Re: raid0 slower than devices it is assembled of?

From: jw schultz <jw@pegasys.ws>
To: linux-kernel@vger.kernel.org
Subject: Re: raid0 slower than devices it is assembled of?
Date: Wed, 17 Dec 2003 18:18:42 -0800	[thread overview]
Message-ID: <20031218021842.GF9137@pegasys.ws> (raw)
In-Reply-To: <brqlbu$7vh$1@gatekeeper.tmr.com>

On Wed, Dec 17, 2003 at 10:29:18PM +0000, bill davidsen wrote:
> In article <Pine.LNX.4.58.0312160825570.1599@home.osdl.org>,
> Linus Torvalds  <torvalds@osdl.org> wrote:
> | 
> | 
> | On Tue, 16 Dec 2003, Helge Hafting wrote:
> | >
> | > Raid-0 is ideally N times faster than a single disk, when
> | > you have N disks.
> | 
> | Well, that's a _really_ "ideal" world. Ideal to the point of being
> | unrealistic.
> | 
> | In most real-world situations, latency is at least as important as
> | throughput, and often dominates the story. At which point RAID-0 doesn't
> | improve performance one iota (it might make the seeks shorter, but since
> | seek latency tends to be dominated by things like rotational delay and
> | settle times, that's unlikely to be a really noticeable issue).
> 
> Don't forget time in o/s queues, once an array get loaded that may
> dominate the mechanical latency and transfer times. If you call "access
> time" the sum of all latency between syscall and the first data
> transfer, then reading from multiple drives doesn't reliably help until
> you get the transfer time from an i/o somewhere between 2 and 4x the
> access time. So if the transfer time for a typical i/o is less than 2x
> the typical access time, gains are unlikely. If you set the stripe size
> high enough to make it likely that a typical i/o falls on a single drive
> you usually win. And when the transfer time reaches 4x the access time,
> you almost always win with a split.
> 
> So if you are copying 100MB elements you probably win by spreading the
> i/o, but for more normal things it doesn't much matter.
> 
> THERE'S ONE EXCEPTION: if you have a f/s type which puts the inodes at
> the beginning of the space, and you are creating and deleting a LOT of
> files, with a large stripe you will beat the snot out of one drive and
> the system will bottleneck no end. In that one case you gain by using
> small stripe size and spreading the head motion, even though the file
> i/o itself may really rot. Makes me wish for a f/s which could put the
> inodes in some distributed pattern.

If i recall correctly ext2 like ufs splits the inode table
up and puts parts of it at the beginning of each cylinder or
block group.  Inode assignment being based on an allocation
rule that spreads them across the disks so the file data and
inode will be near each other.  ext[23] also has

       -R raid-options
              Set  raid-related options for the filesystem.  Raid
              options are comma separated, and may take an argu
              ment  using  the  equals ('=') sign.  The following
              options are supported:

                   stride=stripe-size
                          Configure the  filesystem  for  a RAID
                          array   with   stripe-size filesystem
                          blocks per stripe.

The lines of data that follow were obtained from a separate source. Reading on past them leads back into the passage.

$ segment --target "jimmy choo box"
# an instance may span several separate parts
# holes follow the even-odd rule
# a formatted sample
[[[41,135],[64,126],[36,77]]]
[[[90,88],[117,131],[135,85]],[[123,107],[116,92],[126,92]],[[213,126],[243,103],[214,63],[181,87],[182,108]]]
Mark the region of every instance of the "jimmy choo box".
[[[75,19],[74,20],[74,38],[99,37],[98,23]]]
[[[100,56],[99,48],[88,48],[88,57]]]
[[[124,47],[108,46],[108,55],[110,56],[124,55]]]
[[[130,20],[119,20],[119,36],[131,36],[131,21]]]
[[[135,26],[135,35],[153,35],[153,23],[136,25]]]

The purpose of the stride option is so that that the inode
table pieces won't all wind up on the same disks as would
happen if stripe size aligns with block group size but be
staggered.

My recollection is that one or both of XFS and JFS store
the inode table in extents which are allocated on demand so
i would hope they also make inode and file data locality a
priority.

-- 
________________________________________________________________
	J.W. Schultz            Pegasystems Technologies
	email address:		jw@pegasys.ws

		Remember Cernan and Schmitt